While the United States is one of Gabon’s top four trading partners, Gabon is not one of the U.S. top trading partners. The collaboration with the United States has helped Gabon both in trade, but also to develop its army and its stronghold in the Central African region. Because Gabon is one of the fifty-three African nations part of AFRICOM (Africa Command), one of the Unified Combatant Commands of the United States Armed Forces, the United States forces have engaged in joined training with Gabonese forces to provide them with the skills needed to defend their country, but also to be better prepared in peacekeeping and security effort in the Central African region.
The United States has an interest in preserving the Congo Basin, the largest tropical rainforest in the world, and other wildlife and maritime areas. Gabon’s relationship with the United States has been strengthened along these line as Gabon is one of the leaders in maritime security efforts and all three Gabonese presidents have devoted part of the country’s budget to participate in organization such as the Africa Partnership Station program and the Africa Maritime Security Initiative. Gabon, along with five other Central African nations, is a member of the Central Africa Regional Program for the Environment (CARPE). CARPE is the largest land management program owned by the United States in the African continent. Much of its programs seek to preserve the biodiversity of the Congo Basin and use it as a carbon sink for greenhouse gases. While this is a program sponsored by the United States, it is also in Gabon’s best interest to be actively participating in the latter initiative because the Congo basin is one of the main sources of food in the region and its depletion could severely impact Gabon.

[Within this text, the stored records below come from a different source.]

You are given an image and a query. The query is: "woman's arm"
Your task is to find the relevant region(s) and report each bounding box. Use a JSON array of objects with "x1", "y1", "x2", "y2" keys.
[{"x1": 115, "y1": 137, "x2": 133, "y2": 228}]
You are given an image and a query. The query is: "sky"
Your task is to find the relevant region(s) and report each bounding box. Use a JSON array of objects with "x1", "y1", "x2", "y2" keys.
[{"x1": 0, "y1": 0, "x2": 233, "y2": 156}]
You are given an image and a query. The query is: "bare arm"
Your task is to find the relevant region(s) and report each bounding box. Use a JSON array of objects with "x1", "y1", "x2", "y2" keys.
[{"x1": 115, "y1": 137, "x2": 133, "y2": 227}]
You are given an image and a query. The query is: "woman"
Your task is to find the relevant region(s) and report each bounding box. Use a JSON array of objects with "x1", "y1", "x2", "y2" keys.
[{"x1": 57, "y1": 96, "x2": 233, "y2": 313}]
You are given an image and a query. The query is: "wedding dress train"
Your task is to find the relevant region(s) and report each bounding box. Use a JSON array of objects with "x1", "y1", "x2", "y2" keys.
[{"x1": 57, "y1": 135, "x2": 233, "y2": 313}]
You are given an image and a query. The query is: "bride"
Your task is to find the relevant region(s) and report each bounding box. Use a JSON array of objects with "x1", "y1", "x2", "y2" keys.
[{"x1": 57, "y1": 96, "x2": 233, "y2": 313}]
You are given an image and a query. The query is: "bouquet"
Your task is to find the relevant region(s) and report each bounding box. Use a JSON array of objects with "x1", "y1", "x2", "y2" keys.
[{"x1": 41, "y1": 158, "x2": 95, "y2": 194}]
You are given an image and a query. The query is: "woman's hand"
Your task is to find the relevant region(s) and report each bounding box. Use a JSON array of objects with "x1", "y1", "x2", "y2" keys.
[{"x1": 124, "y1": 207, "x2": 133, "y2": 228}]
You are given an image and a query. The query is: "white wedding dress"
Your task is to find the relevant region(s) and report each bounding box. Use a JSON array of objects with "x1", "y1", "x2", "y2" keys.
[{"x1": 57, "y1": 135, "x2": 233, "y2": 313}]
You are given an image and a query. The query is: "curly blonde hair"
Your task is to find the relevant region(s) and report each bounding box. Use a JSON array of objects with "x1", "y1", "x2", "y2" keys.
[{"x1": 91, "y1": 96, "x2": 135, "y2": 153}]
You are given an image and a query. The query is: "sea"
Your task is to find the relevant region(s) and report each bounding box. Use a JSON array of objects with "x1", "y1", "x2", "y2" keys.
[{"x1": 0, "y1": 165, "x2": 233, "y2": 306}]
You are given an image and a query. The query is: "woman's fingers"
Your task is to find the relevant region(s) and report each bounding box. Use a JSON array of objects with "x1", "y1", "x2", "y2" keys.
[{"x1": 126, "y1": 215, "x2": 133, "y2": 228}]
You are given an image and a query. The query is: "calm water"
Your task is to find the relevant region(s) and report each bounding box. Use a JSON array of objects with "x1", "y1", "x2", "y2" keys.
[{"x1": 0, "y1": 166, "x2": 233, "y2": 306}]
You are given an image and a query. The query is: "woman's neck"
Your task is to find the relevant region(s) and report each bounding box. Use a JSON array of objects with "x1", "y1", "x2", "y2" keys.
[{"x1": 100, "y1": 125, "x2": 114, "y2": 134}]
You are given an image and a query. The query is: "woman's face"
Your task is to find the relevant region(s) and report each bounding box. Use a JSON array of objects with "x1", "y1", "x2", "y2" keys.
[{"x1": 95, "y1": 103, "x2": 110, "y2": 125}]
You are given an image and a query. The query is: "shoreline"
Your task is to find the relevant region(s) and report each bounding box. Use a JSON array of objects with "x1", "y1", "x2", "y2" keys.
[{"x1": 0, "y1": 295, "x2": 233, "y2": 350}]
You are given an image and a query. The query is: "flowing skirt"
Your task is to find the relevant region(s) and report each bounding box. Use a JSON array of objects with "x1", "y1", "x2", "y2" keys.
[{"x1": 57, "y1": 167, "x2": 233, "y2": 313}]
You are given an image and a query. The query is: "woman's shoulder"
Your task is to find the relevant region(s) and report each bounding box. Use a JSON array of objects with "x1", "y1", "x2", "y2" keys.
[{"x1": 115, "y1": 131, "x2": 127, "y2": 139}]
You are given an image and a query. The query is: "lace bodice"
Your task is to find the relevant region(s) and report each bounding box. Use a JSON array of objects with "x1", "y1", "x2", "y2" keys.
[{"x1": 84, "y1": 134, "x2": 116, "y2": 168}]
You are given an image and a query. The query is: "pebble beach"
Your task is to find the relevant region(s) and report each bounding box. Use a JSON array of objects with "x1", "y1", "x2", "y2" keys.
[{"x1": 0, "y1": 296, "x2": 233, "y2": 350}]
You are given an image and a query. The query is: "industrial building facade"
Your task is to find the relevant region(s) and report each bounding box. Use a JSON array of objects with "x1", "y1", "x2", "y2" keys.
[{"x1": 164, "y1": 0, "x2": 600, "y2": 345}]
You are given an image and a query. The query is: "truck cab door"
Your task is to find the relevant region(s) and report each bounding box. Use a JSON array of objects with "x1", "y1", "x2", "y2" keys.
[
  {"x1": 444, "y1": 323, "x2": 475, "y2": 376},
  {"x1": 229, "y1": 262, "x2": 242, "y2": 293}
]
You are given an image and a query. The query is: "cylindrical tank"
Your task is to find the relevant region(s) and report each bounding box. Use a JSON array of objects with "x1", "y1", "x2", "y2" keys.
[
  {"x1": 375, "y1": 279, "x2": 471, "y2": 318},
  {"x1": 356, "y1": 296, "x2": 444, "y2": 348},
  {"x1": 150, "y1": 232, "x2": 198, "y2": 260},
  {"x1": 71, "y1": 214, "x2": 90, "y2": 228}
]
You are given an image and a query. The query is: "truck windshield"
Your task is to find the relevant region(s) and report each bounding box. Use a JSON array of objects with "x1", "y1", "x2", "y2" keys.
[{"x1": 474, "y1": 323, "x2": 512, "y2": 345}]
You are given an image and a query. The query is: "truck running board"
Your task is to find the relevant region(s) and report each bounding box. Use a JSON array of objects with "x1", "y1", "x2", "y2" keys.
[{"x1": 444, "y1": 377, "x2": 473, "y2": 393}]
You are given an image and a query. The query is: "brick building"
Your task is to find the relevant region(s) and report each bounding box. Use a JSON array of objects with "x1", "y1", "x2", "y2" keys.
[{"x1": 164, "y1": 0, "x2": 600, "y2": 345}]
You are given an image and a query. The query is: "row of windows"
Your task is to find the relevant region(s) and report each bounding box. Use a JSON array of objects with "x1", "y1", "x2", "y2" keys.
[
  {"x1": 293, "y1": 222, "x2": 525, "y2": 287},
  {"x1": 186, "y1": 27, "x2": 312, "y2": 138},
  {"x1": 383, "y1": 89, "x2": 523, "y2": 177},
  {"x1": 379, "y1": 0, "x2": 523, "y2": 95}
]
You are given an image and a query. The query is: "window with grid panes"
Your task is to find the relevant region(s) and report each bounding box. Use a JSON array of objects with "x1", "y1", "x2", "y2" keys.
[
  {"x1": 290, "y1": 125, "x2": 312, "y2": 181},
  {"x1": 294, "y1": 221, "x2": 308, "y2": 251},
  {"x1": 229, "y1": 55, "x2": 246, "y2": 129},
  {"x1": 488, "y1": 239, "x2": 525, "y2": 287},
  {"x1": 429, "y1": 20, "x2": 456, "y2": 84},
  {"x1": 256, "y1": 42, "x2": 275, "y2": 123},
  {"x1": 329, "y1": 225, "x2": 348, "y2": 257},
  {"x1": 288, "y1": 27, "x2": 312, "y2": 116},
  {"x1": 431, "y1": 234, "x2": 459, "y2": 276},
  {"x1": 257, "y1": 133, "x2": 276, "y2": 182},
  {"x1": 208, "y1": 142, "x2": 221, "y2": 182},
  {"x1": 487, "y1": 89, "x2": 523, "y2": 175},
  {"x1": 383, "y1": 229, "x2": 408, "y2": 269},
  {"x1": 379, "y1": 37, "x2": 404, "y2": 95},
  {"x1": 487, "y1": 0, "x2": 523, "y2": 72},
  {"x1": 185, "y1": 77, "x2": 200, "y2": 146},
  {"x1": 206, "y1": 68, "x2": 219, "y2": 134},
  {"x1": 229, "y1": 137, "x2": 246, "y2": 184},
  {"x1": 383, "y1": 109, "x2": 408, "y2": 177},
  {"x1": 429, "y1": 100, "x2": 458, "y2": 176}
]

Gabon has maintained friendly relationships with the United States and their agreements serves the interest of both countries. The United States is notorious for being involved in political affairs of other countries, but it has very limited involvement to none in Gabon a part from the rumor of the CIA sponsoring a failed coup in 1964. Gabon is one of the most stable countries in the region and given the history of U.S. relations with other African states, one can attempt to foreshadow that Gabon’s relationship with the United States will remain good and mutually beneficial as long as the country continues to be stable.